Airborne Laser (ABL-1)

An airborne laser, flown in a Boeing 747 cargo aircraft, is an experimental boost phase interceptor. While there have been some successes, the program has been cut back to a single aircraft. The basic problem is that it requires a large, unmaneuverable aircraft to operate near the launch site, which is apt to be heavily defended. This may be practical in special cases, such as over the Sea of Japan against the coastal North Korean launch site, but it is unlikely the aircraft could be protected near Iran or the India-Pakistan border.

NCADE, which can be launched from maneuverable fighters or even unmanned aerial vehicles, seems more survivable as an airborne boost phase interceptor.


For more information, see: Network Centric Airborne Defense Element (missile).

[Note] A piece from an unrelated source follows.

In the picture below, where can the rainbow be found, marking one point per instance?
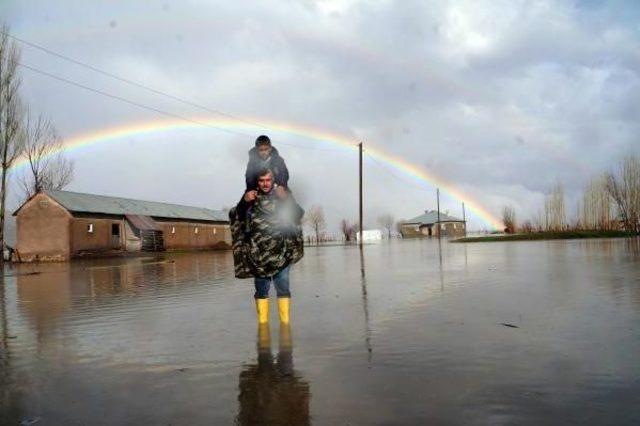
(120, 133)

In advanced development, the NCADE system is intended for boost-phase intercept. It is modified from the AIM-120 AMRAAM missile and potentially can be fired from any of the wide range of aircraft that already have the AMRAAM as an air-to-air missile. The F-15 Eagle radar specifically supports it, but it is primarily a software problem to adapt other radars for it.


While the United States Navy RIM-156 Standard SM-2 is too slow to intercept warheads in midcourse or terminal phases, it has some capability against the slower boost phase. Ships equipped with it, especially in task groups, have considerable self-defense capability.


For more information, see: RIM-161 Standard SM-3.

The United States Navy RIM-161 Standard SM-3 Block IA has demonstrated anti-satellite as well as ABM capability. It is fired from Ticonderoga-class cruisers and Burke-class destroyers equipped with the AN/SPY-2 enhancement to the AEGIS battle management system. Japan is also acquiring this system for use on their Kongo-class destroyers, which are licensed copies of Burkes.

Two advanced variants are in development, Block IB and Block IIA.

Israel is considering adapting SM-3 as a land-based system with greater range than THAAD, and a land-based SM-3 would have potential in Eastern Europe and elsewhere.


A U.S. Army system, THAAD is higher-altitude than Patriot. Israel and Japan do have the AN/TPY-2 tracking and control radar for THAAD, which is transportable and has been deployed to Japan, Korea and Eastern Europe. The system has been sold to the United Arab Emirates. [4] Japan has bought the AN/TPY-2 radar and is considering the THAAD missile. [5]


Jointly developed by Israel and the U.S., Arrow-2 fits in an altitude band between THAAD and PATRIOT.


For more information, see: MIM-104 Patriot.

MIM-104 Patriot began as a surface-to-air missile, but the PAC-3 variant is optimized for BMD. Besides the U.S., Egypt, Germany, Greece, Israel, Japan, Kuwait, the Netherlands, Saudi Arabia, South Korea and Taiwan have it, and at least a temporary installation is in Poland.

Aster 30 TBMD

A French-Italian-British development of the Aster series, Aster 30 Block 1 has 600 km range, and a longer-range Block 2 is under study.

Russian Federation (former Soviet Union)

There is a two-layer missile system protecting the Moscow area against small attacks, using 53T6 GORGON and 51T6 (missile)

Final defense

See also: Counter-rocket, artillery and mortar

Autocannon are operational in counter-rocket, artillery and mortar (C-RAM) systems to protect against a short-range threat that, to Israel, is also national. There are prototype laser systems in point defense, and Israel may be deploying a missile-based C-RAM system, Iron Dome. Iron Dome is optimized for unguided rocket threats over a large area, rather than point defense of military bases.

National level kill mechanisms

The U.S. has a ground-based interceptor (GBI) missile, with a limited number emplaced in Fort Greeley, Alaska, which engages long-range missiles during the midcourse phase.